Costa Dalila, Vieira Pedro, Pinto Catarina, Arroja Bruno, Leal Tiago, Mendes Sofia, Gonçalves Raquel, Lima Carlos, Rolanda Carla
Life and Health Sciences Research Institute (ICVS), School of Medicine, University of Minho, Braga, Portugal.
ICVS/3B's, PT Government Associate Laboratory, Guimarães/Braga, Portugal.
GE Port J Gastroenterol. 2021 Feb;28(2):87-96. doi: 10.1159/000510024. Epub 2020 Oct 20.
Video capsule endoscopy (VCE) revolutionized the diagnosis and management of obscure gastrointestinal bleeding, though the rate of detection of small bowel lesions by the physician is still disappointing. Our group developed a novel algorithm (CMEMS-Uminho) to automatically detect angioectasias which display greater accuracy in VCE static frames than other methods previously published.

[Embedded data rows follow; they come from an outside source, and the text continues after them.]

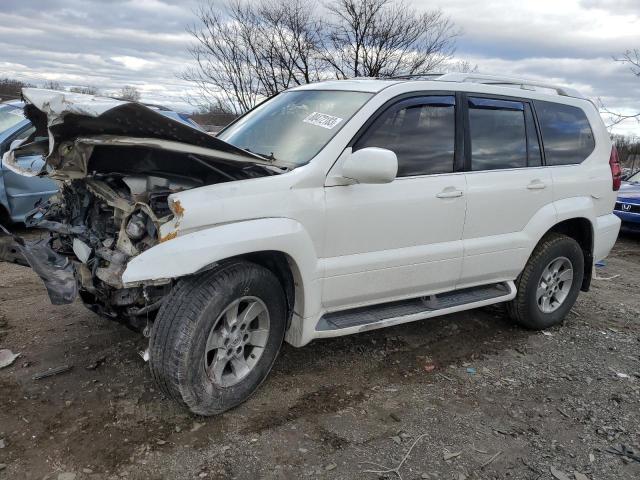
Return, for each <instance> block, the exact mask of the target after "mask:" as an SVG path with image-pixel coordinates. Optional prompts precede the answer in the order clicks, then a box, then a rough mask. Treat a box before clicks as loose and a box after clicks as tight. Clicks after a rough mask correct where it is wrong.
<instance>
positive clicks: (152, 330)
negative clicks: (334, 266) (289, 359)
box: [149, 262, 286, 415]
mask: <svg viewBox="0 0 640 480" xmlns="http://www.w3.org/2000/svg"><path fill="white" fill-rule="evenodd" d="M285 328H286V302H285V297H284V292H283V290H282V288H281V286H280V283H279V282H278V279H277V278H276V276H275V275H274V274H273V273H272V272H271V271H269V270H268V269H266V268H264V267H262V266H259V265H256V264H253V263H249V262H234V263H229V264H226V265H223V266H221V267H219V268H217V269H214V270H212V271H209V272H205V273H203V274H200V275H197V276H194V277H190V278H186V279H183V280H181V281H180V282H178V284H177V285H176V287H175V288H174V290H173V291H172V292H171V294H170V295H169V296H168V297H167V299H166V300H165V302H164V305H163V307H162V309H161V310H160V312H159V313H158V316H157V318H156V320H155V322H154V324H153V328H152V330H151V339H150V358H149V364H150V367H151V373H152V376H153V377H154V379H155V381H156V383H157V384H158V386H159V387H160V388H161V390H163V391H164V392H165V393H166V394H168V395H169V396H170V397H172V398H173V399H175V400H177V401H178V402H179V403H182V404H183V405H185V406H186V407H187V408H189V409H190V410H191V411H192V412H193V413H196V414H199V415H214V414H218V413H222V412H224V411H225V410H228V409H230V408H232V407H235V406H236V405H238V404H240V403H242V402H244V401H245V400H246V399H247V398H249V396H250V395H251V394H252V393H253V392H254V391H255V390H256V389H257V388H258V386H259V385H260V384H261V383H262V381H263V380H264V379H265V378H266V376H267V375H268V373H269V371H270V370H271V367H272V366H273V363H274V361H275V359H276V357H277V355H278V352H279V350H280V346H281V345H282V341H283V339H284V333H285Z"/></svg>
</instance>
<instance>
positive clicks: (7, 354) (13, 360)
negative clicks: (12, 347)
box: [0, 348, 20, 368]
mask: <svg viewBox="0 0 640 480" xmlns="http://www.w3.org/2000/svg"><path fill="white" fill-rule="evenodd" d="M19 356H20V354H19V353H13V352H12V351H11V350H8V349H6V348H3V349H2V350H0V368H4V367H8V366H9V365H11V364H12V363H13V362H15V361H16V358H18V357H19Z"/></svg>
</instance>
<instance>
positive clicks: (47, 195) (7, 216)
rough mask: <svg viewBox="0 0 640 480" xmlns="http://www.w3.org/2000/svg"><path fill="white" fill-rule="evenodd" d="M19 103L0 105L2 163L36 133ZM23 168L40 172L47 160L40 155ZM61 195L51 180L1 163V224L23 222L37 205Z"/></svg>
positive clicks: (20, 162) (0, 131)
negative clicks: (16, 222)
mask: <svg viewBox="0 0 640 480" xmlns="http://www.w3.org/2000/svg"><path fill="white" fill-rule="evenodd" d="M23 107H24V104H23V103H22V102H18V101H12V102H4V103H0V159H2V155H3V154H4V153H5V152H6V151H8V150H9V148H10V147H11V144H12V143H14V142H17V141H20V140H22V139H23V138H26V137H28V136H29V135H31V134H32V133H33V131H34V128H33V127H32V126H31V122H29V120H27V119H26V117H25V116H24V113H23V112H22V109H23ZM20 164H21V166H22V167H23V168H26V169H28V168H33V169H35V170H41V169H42V167H43V165H44V160H43V158H42V156H41V155H38V156H35V157H29V156H25V157H22V158H21V159H20ZM57 191H58V186H57V185H56V183H55V182H54V181H52V180H51V179H49V178H40V177H25V176H23V175H19V174H17V173H14V172H13V171H11V170H9V169H7V168H5V165H4V163H2V161H1V160H0V223H2V222H5V223H8V222H24V218H25V215H26V214H27V213H28V212H29V211H30V210H32V209H33V208H34V206H35V205H36V203H38V202H44V201H45V200H47V199H48V198H49V197H50V196H51V195H53V194H54V193H56V192H57Z"/></svg>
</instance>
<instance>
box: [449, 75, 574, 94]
mask: <svg viewBox="0 0 640 480" xmlns="http://www.w3.org/2000/svg"><path fill="white" fill-rule="evenodd" d="M438 80H439V81H442V82H473V83H483V84H486V85H517V86H519V87H520V88H522V89H523V90H533V88H532V87H540V88H548V89H550V90H555V92H556V93H557V94H558V95H562V96H564V97H575V98H584V96H583V95H582V94H581V93H580V92H578V91H577V90H575V89H573V88H569V87H563V86H560V85H553V84H551V83H546V82H539V81H537V80H524V79H522V78H514V77H502V76H499V75H482V74H479V73H446V74H444V75H442V76H441V77H438Z"/></svg>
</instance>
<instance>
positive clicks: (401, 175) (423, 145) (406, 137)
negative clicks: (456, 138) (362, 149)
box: [354, 95, 455, 177]
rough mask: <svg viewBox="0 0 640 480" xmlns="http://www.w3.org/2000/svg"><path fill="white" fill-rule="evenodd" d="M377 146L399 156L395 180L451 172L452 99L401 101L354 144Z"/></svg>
mask: <svg viewBox="0 0 640 480" xmlns="http://www.w3.org/2000/svg"><path fill="white" fill-rule="evenodd" d="M364 147H380V148H386V149H389V150H392V151H393V152H394V153H395V154H396V155H397V157H398V177H409V176H414V175H429V174H436V173H451V172H453V157H454V151H455V97H454V96H448V95H444V96H432V97H420V98H412V99H409V100H404V101H401V102H399V103H398V104H396V105H394V106H392V107H390V108H389V109H387V110H386V111H385V112H383V113H382V114H381V115H380V116H379V117H378V118H376V120H375V121H374V122H373V123H372V124H371V126H370V127H369V128H368V129H367V130H366V132H365V133H364V135H363V136H362V137H361V138H360V139H359V140H358V141H357V142H356V144H355V145H354V150H358V149H360V148H364Z"/></svg>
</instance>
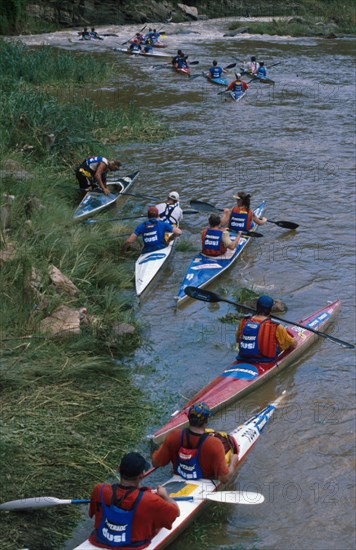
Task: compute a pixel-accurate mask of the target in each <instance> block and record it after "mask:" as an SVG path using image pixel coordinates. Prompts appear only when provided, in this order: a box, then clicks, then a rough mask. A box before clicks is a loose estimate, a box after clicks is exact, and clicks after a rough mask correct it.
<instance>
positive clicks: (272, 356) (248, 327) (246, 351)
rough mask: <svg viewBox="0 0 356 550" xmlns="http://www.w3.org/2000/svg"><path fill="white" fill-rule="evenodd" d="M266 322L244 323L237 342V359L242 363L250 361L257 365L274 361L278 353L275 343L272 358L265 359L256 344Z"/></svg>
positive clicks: (264, 356)
mask: <svg viewBox="0 0 356 550" xmlns="http://www.w3.org/2000/svg"><path fill="white" fill-rule="evenodd" d="M267 320H268V319H264V320H263V321H262V322H257V321H253V320H248V321H247V322H246V324H245V326H244V328H243V331H242V334H241V338H240V342H239V354H238V356H237V359H241V360H244V361H246V360H247V361H248V360H251V361H253V362H259V363H269V362H272V361H275V359H276V358H277V356H278V354H279V351H280V350H279V348H278V345H277V342H276V344H275V350H274V356H272V357H266V356H265V355H263V354H262V353H261V350H260V346H259V342H258V335H259V332H260V330H261V327H262V325H263V324H264V323H265V322H266V321H267Z"/></svg>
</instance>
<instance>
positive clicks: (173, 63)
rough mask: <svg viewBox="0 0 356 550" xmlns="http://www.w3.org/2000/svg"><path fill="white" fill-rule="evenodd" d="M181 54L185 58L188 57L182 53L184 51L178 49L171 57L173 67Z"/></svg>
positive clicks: (186, 57)
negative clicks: (173, 55) (173, 56)
mask: <svg viewBox="0 0 356 550" xmlns="http://www.w3.org/2000/svg"><path fill="white" fill-rule="evenodd" d="M181 56H183V57H184V58H185V59H186V58H187V57H188V56H187V55H184V53H183V52H182V50H178V51H177V55H175V56H174V57H172V65H173V67H175V66H176V65H177V63H178V59H179V58H180V57H181Z"/></svg>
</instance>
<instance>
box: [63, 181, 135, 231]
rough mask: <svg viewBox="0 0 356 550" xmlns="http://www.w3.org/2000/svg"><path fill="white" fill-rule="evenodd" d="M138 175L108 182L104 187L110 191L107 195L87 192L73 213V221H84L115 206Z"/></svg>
mask: <svg viewBox="0 0 356 550" xmlns="http://www.w3.org/2000/svg"><path fill="white" fill-rule="evenodd" d="M139 173H140V172H139V171H137V172H134V173H133V174H129V175H128V176H125V177H124V178H119V179H118V180H111V181H110V180H108V181H107V183H106V185H107V186H108V188H109V189H110V193H109V195H105V194H104V193H101V192H97V191H89V192H88V193H87V194H86V195H85V197H84V198H83V200H82V201H81V203H80V204H79V206H78V208H77V209H76V211H75V212H74V216H73V218H74V220H75V221H81V220H84V219H85V218H89V217H90V216H93V215H94V214H98V213H99V212H101V211H102V210H104V209H105V208H108V207H109V206H111V205H113V204H115V202H116V201H117V200H118V198H119V197H120V196H121V195H125V193H126V191H128V189H129V188H130V187H131V186H132V184H133V183H134V181H135V180H136V178H137V176H138V175H139Z"/></svg>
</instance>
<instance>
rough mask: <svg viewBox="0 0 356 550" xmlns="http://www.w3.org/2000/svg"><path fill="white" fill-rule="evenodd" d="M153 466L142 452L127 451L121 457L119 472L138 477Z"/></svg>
mask: <svg viewBox="0 0 356 550" xmlns="http://www.w3.org/2000/svg"><path fill="white" fill-rule="evenodd" d="M150 467H151V465H150V463H149V462H147V460H146V459H145V458H144V457H143V456H142V455H140V453H135V452H133V453H127V454H126V455H124V456H123V457H122V459H121V462H120V466H119V472H120V474H121V475H122V476H124V477H128V478H130V477H137V476H139V475H140V474H142V472H146V471H147V470H149V469H150Z"/></svg>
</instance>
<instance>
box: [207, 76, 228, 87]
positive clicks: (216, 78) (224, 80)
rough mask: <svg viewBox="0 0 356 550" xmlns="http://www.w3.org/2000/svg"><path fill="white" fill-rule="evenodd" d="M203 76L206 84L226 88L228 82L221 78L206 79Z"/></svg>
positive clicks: (211, 78)
mask: <svg viewBox="0 0 356 550" xmlns="http://www.w3.org/2000/svg"><path fill="white" fill-rule="evenodd" d="M204 76H205V78H206V80H207V81H208V82H211V83H212V84H216V85H217V86H226V87H227V86H228V85H229V82H228V81H227V80H226V78H224V77H223V76H221V77H220V78H208V77H207V76H206V74H204Z"/></svg>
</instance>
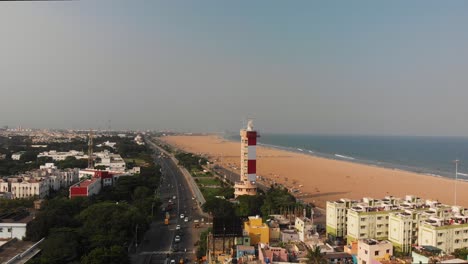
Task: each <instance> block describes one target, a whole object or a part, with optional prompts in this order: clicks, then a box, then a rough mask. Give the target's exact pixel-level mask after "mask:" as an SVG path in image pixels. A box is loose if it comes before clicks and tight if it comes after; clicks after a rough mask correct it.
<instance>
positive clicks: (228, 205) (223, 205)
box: [202, 198, 235, 217]
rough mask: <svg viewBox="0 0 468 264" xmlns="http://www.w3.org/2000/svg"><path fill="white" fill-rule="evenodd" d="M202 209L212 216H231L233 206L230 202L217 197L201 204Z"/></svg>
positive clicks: (208, 200)
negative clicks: (201, 206) (216, 197)
mask: <svg viewBox="0 0 468 264" xmlns="http://www.w3.org/2000/svg"><path fill="white" fill-rule="evenodd" d="M202 208H203V211H205V212H209V213H211V214H212V215H213V216H214V217H233V216H235V213H234V206H233V204H232V203H231V202H229V201H226V200H224V199H219V198H211V199H209V200H207V201H206V203H204V204H203V206H202Z"/></svg>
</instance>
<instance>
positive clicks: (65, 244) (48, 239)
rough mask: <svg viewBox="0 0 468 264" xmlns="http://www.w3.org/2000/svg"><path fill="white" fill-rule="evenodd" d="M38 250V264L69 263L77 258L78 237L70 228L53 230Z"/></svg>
mask: <svg viewBox="0 0 468 264" xmlns="http://www.w3.org/2000/svg"><path fill="white" fill-rule="evenodd" d="M40 248H41V250H42V251H41V262H40V263H44V264H45V263H47V264H55V263H57V264H62V263H69V262H70V261H73V260H75V259H77V258H78V257H79V254H80V252H79V251H78V249H79V248H80V243H79V237H78V234H77V232H76V230H75V229H72V228H60V229H53V230H52V231H51V234H50V235H49V236H48V237H47V238H46V239H45V240H44V242H43V243H42V244H41V245H40Z"/></svg>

We aimed to evaluate the algorithm overall performance and assess its diagnostic yield and usability in clinical practice.
Algorithm overall performance was determined using 54 full-length VCE recordings. To assess its diagnostic yield and usability in clinical practice, 38 VCE examinations with the clinical diagnosis of angioectasias consecutively performed (2017-2018) were evaluated by three physicians with different experiences. The CMEMS-Uminho algorithm was also applied. The performance of the CMEMS-Uminho algorithm was defined by a positive concordance between a frame automatically selected by the software and a study independent capsule endoscopist.
Overall performance in complete VCE recordings was 77.7%, and diagnostic yield was 94.7%. There were significant differences between physicians in regard to global detection rate ( < 0.001), detection rate per capsule ( < 0.001), diagnostic yield ( = 0.007), true positive rate ( < 0.001), time ( < 0.001), and speed viewing ( < 0.001). The application of CMEMS-Uminho algorithm significantly enhanced all readers' global detection rate ( < 0.001) and the differences between them were no longer observed.
The CMEMS-Uminho algorithm detained a good overall performance and was able to enhance physicians' performance, suggesting a potential usability of this tool in clinical practice.
视频胶囊内镜检查(VCE)彻底改变了不明原因胃肠道出血的诊断和管理方式,不过医生对小肠病变的检出率仍然不尽人意。我们团队开发了一种新型算法(CMEMS-米尼奥算法),用于自动检测血管扩张,该算法在VCE静态图像中的准确性高于此前发表的其他方法。我们旨在评估该算法的整体性能,并评估其在临床实践中的诊断率及可用性。
使用54份完整的VCE记录来确定算法的整体性能。为评估其在临床实践中的诊断率及可用性,由三名经验不同的医生对2017年至2018年连续进行的38例临床诊断为血管扩张的VCE检查进行评估。同时也应用了CMEMS-米尼奥算法。CMEMS-米尼奥算法的性能通过软件自动选择的图像与独立的胶囊内镜专家的判断之间的阳性一致性来定义。
完整VCE记录中的整体性能为77.7%,诊断率为94.7%。医生之间在总体检出率(<0.001)、每个胶囊的检出率(<0.001)、诊断率(=0.007)、真阳性率(<0.001)、时间(<0.001)和快速查看(<0.001)方面存在显著差异。CMEMS-米尼奥算法的应用显著提高了所有读者的总体检出率(<0.001),且不再观察到他们之间的差异。
CMEMS-米尼奥算法具有良好的整体性能,能够提高医生的表现,表明该工具在临床实践中具有潜在的可用性。